Penguasa Tiga Alam - MTL - Chapter 2192
Bab 2192: Diskusi tentang Pembangunan Kembali Sekte Langit Merah Kuno
“Salah satu contohnya adalah Istana Pil Kerajaan,” kata Mo Wushuang. “Kepala Istana, Dan Chi, melarang anggota mana pun untuk terlibat dalam konflik internal. Dia mengatakan bahwa mengingat hubungan erat mereka dengan Ibu Kota Veluriyam, mereka tidak boleh melakukan apa pun yang akan mempermalukan kita.”
Jiang Chen tersenyum. Itulah Dan Chi yang dikenalnya. Kepala istana selalu menjadi orang yang berintegritas. Dengan sedikit ketelitian intelektual seorang cendekiawan, ia memiliki kebanggaan yang tidak semua orang pahami.
“Jadi, apakah Istana Pil Kerajaan tertinggal dari yang lain?” tanya Jiang Chen. Dia telah memberikan dukungan besar kepada Istana Pil Kerajaan, memperlakukan mereka sebaik dia memperlakukan klan-klan di Gunung Merak Suci.
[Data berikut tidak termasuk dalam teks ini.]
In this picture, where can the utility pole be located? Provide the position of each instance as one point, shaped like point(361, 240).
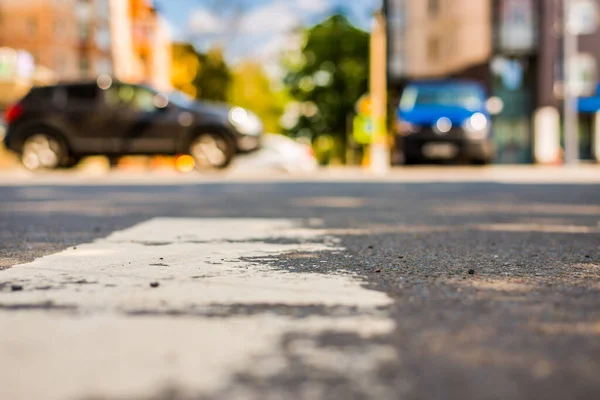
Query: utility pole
point(380, 156)
point(571, 125)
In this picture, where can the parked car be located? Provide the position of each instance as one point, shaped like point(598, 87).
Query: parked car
point(445, 120)
point(55, 126)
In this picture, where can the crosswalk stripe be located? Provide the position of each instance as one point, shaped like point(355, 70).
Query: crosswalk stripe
point(174, 302)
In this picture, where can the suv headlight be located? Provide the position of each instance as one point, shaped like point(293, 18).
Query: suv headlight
point(477, 126)
point(246, 122)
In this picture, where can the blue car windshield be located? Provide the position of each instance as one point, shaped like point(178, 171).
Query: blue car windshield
point(456, 96)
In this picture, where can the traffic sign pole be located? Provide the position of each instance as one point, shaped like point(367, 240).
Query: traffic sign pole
point(570, 101)
point(380, 157)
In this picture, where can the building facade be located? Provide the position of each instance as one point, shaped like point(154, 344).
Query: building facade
point(82, 39)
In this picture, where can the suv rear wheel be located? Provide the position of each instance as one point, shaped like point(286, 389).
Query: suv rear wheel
point(42, 150)
point(211, 150)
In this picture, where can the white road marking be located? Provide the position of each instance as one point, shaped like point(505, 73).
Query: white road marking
point(178, 338)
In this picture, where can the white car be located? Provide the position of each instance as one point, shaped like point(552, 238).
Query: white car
point(280, 153)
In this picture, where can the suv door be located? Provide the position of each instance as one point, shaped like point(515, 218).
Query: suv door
point(84, 114)
point(142, 126)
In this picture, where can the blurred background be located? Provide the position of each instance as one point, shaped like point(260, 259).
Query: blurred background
point(305, 66)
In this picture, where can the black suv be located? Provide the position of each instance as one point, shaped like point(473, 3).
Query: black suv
point(55, 126)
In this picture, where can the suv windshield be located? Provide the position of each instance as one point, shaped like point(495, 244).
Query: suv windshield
point(465, 96)
point(180, 99)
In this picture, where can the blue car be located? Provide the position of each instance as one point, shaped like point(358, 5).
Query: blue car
point(445, 120)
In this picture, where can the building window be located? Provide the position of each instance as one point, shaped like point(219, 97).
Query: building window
point(84, 65)
point(433, 49)
point(32, 26)
point(84, 30)
point(433, 7)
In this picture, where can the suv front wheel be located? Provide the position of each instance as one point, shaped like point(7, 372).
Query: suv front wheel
point(42, 151)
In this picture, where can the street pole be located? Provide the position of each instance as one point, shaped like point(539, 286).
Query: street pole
point(380, 157)
point(570, 100)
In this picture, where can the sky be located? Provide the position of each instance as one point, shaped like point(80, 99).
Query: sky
point(254, 28)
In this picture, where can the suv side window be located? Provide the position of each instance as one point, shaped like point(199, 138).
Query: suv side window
point(79, 93)
point(135, 98)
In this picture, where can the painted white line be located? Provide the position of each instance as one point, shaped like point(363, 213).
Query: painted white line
point(98, 349)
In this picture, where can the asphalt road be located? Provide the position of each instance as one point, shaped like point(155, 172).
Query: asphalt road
point(493, 279)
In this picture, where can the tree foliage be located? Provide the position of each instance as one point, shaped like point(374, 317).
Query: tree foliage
point(331, 73)
point(201, 75)
point(252, 88)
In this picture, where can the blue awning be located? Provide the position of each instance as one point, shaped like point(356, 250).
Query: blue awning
point(589, 104)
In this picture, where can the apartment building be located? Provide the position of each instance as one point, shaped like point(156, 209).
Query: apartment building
point(48, 30)
point(514, 47)
point(433, 38)
point(82, 39)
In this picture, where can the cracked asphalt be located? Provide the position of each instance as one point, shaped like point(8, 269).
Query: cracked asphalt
point(495, 285)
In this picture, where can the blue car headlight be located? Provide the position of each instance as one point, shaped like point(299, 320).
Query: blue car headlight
point(477, 126)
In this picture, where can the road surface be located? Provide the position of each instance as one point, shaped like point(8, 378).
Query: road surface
point(425, 284)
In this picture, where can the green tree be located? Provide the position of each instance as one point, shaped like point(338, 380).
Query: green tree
point(201, 75)
point(331, 73)
point(251, 88)
point(214, 78)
“Belum tentu. Bahkan tanpa keterlibatan kita, klan bawahan kita tetap berada di luar pertempuran di bawah perintah Taois Merak. Itu menjadikan Istana Pil Kerajaan satu-satunya harapan bagi banyak faksi biasa. Demi keselamatan diri, banyak faksi tetangga istana menyerahkan diri di bawah panjinya sebagai imbalan atas perlindungan. Bahkan, istana telah berkembang cukup pesat.”
Jiang Chen terkekeh. “Dengan tidak berkompetisi, dia tidak menghadapi saingan. Kepala istana tahu apa yang dia lakukan.”
Mo Wushuang tersenyum. “Mungkin itu memang sifatnya. Kepala Istana Dan Chi mampu mencapai apa yang telah diraihnya, meskipun berasal dari wilayah bawah, bukan hanya karena dukunganmu, tetapi juga karena kebijaksanaan dan karakternya sendiri.”
“Benar. Baik Kepala Halace, Dan Chi, maupun Kaisar Peafowl adalah pemimpin yang sangat saya hormati.” Jiang Chen mengangguk. “Bagaimana dengan faksi-faksi lain? Apa yang terjadi dengan mereka? Ceritakan padaku.”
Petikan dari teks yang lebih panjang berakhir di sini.